Recommendation 7: All government departments should prepare to develop audit trails that track how data is used to ensure every interaction with personal data is auditable, transparent, and secure.

Recommendation 8: Government should, in partnership with the Information Commissioner’s Office, investigate and publicize the optimum training needed to familiarise public servants with the handling of personal data, to reduce the fear of using and sharing personal data.

Recommendation 9: The Information Commissioner’s Office should continue to partner with specialist organizations, like the former Centre of Excellence for Information Sharing, who help demystify legislation, with resources and case studies specifically catered to public-sector bodies.

Recommendation 10: The new Data Advisory Board should focus its attention on tackling the difficult challenges of stopping effective multi-agency data sharing. The Advisory Board should include a representative from each department to ensure collective responsibility.

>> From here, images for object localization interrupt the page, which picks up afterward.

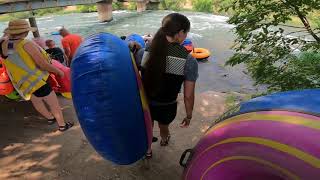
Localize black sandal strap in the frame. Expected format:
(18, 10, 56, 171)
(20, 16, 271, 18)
(152, 137, 158, 143)
(160, 135, 171, 146)
(58, 122, 74, 132)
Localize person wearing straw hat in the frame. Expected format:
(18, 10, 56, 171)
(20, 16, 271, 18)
(1, 19, 73, 132)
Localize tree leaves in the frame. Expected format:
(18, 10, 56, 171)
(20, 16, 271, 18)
(226, 0, 320, 92)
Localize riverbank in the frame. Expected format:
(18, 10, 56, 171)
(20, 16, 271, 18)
(0, 90, 247, 179)
(0, 9, 304, 26)
(0, 10, 261, 179)
(0, 10, 265, 98)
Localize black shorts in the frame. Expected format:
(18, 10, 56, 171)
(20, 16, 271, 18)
(150, 102, 177, 125)
(33, 83, 52, 97)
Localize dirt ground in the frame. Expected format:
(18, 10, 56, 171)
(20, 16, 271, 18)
(0, 91, 228, 180)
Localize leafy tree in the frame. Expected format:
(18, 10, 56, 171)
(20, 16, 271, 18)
(212, 0, 233, 14)
(160, 0, 185, 11)
(223, 0, 320, 92)
(112, 2, 123, 10)
(192, 0, 213, 13)
(128, 2, 137, 11)
(34, 7, 64, 16)
(77, 5, 97, 13)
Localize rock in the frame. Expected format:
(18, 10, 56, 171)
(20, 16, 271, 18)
(242, 70, 248, 74)
(220, 73, 229, 77)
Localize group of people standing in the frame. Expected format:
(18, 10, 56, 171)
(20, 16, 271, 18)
(0, 20, 82, 132)
(1, 13, 198, 155)
(42, 27, 82, 67)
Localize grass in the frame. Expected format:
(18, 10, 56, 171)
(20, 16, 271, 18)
(225, 92, 258, 110)
(0, 14, 13, 22)
(225, 94, 238, 109)
(0, 7, 73, 22)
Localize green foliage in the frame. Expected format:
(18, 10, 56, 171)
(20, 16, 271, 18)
(192, 0, 212, 13)
(0, 15, 12, 22)
(0, 7, 65, 22)
(247, 52, 320, 92)
(9, 11, 31, 19)
(212, 0, 233, 15)
(77, 5, 97, 13)
(308, 11, 320, 28)
(147, 2, 161, 10)
(160, 0, 185, 11)
(225, 94, 238, 109)
(34, 7, 64, 16)
(128, 2, 137, 11)
(112, 2, 123, 10)
(224, 0, 320, 92)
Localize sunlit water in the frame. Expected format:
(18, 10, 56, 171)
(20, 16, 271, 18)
(0, 10, 265, 94)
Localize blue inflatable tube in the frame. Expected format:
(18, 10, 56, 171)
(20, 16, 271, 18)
(219, 89, 320, 121)
(125, 34, 145, 48)
(71, 33, 148, 165)
(182, 38, 192, 46)
(51, 32, 60, 35)
(238, 89, 320, 115)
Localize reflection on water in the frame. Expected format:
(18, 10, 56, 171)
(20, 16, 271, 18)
(0, 10, 265, 94)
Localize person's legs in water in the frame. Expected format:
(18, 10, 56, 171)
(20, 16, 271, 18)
(159, 123, 170, 146)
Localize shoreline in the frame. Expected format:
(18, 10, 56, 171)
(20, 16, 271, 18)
(0, 5, 311, 28)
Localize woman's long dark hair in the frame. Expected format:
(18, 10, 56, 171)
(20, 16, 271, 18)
(143, 13, 190, 98)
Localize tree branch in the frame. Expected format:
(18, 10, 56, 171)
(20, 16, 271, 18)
(283, 0, 320, 43)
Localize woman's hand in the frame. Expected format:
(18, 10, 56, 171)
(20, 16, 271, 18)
(128, 42, 141, 54)
(142, 34, 153, 43)
(180, 117, 191, 128)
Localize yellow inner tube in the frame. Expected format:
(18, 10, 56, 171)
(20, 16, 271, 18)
(61, 92, 72, 99)
(191, 48, 211, 59)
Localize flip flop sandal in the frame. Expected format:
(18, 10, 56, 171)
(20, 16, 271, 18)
(58, 122, 74, 132)
(160, 135, 171, 146)
(47, 118, 56, 125)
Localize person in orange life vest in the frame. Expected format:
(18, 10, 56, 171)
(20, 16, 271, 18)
(1, 19, 73, 131)
(58, 27, 83, 67)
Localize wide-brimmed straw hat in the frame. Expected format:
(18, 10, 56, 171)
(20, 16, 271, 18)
(4, 19, 37, 35)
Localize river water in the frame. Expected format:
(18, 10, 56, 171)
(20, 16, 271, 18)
(0, 10, 265, 94)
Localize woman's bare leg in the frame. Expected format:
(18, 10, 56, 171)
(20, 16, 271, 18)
(42, 91, 65, 126)
(31, 95, 54, 120)
(159, 123, 170, 142)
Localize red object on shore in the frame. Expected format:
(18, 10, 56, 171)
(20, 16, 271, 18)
(0, 59, 14, 95)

Recommendation 11: Data-sharing policy should be included in the remit of the Chief Data Officer, so there is a specific individual championing best practices towards data sharing across siloed departments.

Recommendation 12: Leadership on the sharing of individuals’ personal data should come from the Cabinet Office rather than the Department for Digital, Culture, Media, and Sport to help to ensure that the Government’s data-sharing strategy has an influence that reaches across departments.

Recommendation 13: Local government should play an important role in the establishment of data standards and infrastructure. By giving local areas space to try and test data-sharing arrangements, it will help to demonstrate which projects are successful and could be scaled-up regionally and nationally.